Riffing off a column by New York Times’ opinion writer Ross Douthat in which he notes that the excessive post-9/11 domestic security regime cannot prevent every instance of indiscriminate violence, Daily Dish blogger Andrew Sullivan expressed a similar sentiment. Sullivan opined that only
“We really do have to adopt a more stoic response to these acts of evil,” Sullivan writes. “It is the only long-term thing that deprives them of their power.”
The sentiments behind both Sullivan and vanden Heuvel’s statements are noble, but not entirely evidence-based. Stoicism in the face of terror does not discourage terrorists – it is a challenge. Communitarianism is lovely, but will not prevent a single future terrorist event. These are philosophies designed to aid in the post-attack emotional and physical mending, but they do not prevent the next deadly event. The responses to terrorism are a purely and entirely solipsistic. Self-affirmations are no way to combat a deadly threat.

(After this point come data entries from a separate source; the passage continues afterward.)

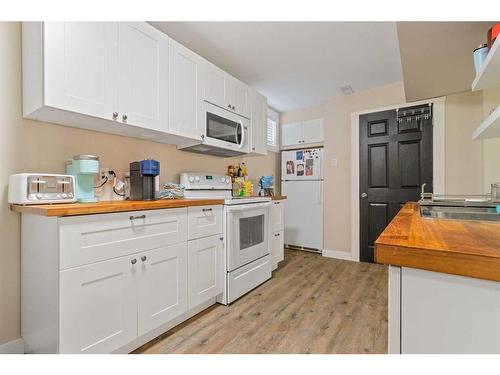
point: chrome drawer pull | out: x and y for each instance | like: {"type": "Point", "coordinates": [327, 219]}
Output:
{"type": "Point", "coordinates": [137, 217]}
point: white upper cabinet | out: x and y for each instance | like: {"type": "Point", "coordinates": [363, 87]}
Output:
{"type": "Point", "coordinates": [80, 67]}
{"type": "Point", "coordinates": [291, 134]}
{"type": "Point", "coordinates": [217, 86]}
{"type": "Point", "coordinates": [302, 133]}
{"type": "Point", "coordinates": [258, 124]}
{"type": "Point", "coordinates": [227, 92]}
{"type": "Point", "coordinates": [143, 77]}
{"type": "Point", "coordinates": [186, 91]}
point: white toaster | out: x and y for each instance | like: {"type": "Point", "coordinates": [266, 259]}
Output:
{"type": "Point", "coordinates": [41, 188]}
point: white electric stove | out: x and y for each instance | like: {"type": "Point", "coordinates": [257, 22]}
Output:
{"type": "Point", "coordinates": [247, 245]}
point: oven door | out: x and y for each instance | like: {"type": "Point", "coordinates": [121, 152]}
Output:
{"type": "Point", "coordinates": [225, 129]}
{"type": "Point", "coordinates": [247, 233]}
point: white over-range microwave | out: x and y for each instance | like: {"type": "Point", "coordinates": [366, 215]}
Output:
{"type": "Point", "coordinates": [225, 133]}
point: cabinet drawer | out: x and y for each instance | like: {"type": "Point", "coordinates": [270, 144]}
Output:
{"type": "Point", "coordinates": [93, 238]}
{"type": "Point", "coordinates": [204, 221]}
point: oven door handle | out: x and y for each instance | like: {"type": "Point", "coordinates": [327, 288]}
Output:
{"type": "Point", "coordinates": [248, 207]}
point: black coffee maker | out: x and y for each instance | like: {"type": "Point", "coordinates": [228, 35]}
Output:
{"type": "Point", "coordinates": [144, 180]}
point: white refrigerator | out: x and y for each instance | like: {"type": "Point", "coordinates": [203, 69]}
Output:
{"type": "Point", "coordinates": [302, 183]}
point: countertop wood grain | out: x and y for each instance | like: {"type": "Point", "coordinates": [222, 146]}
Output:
{"type": "Point", "coordinates": [73, 209]}
{"type": "Point", "coordinates": [278, 197]}
{"type": "Point", "coordinates": [459, 247]}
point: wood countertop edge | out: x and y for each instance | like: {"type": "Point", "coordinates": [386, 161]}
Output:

Whether the perpetrators responsible for this action are domestic or foreign, it is not a barbaric desire to see justice meted out in the measure it was meted out to the peaceful attendees of yesterday’s Boston Marathon. Those with this desire are as noble as those advocating restraint, if only because they are not lost in their own minds. Their desire for an external response, rather than an internal one, is laudable and infrequently praised. Rather than stewarding their self-image, those good people simply desire retribution for the dead.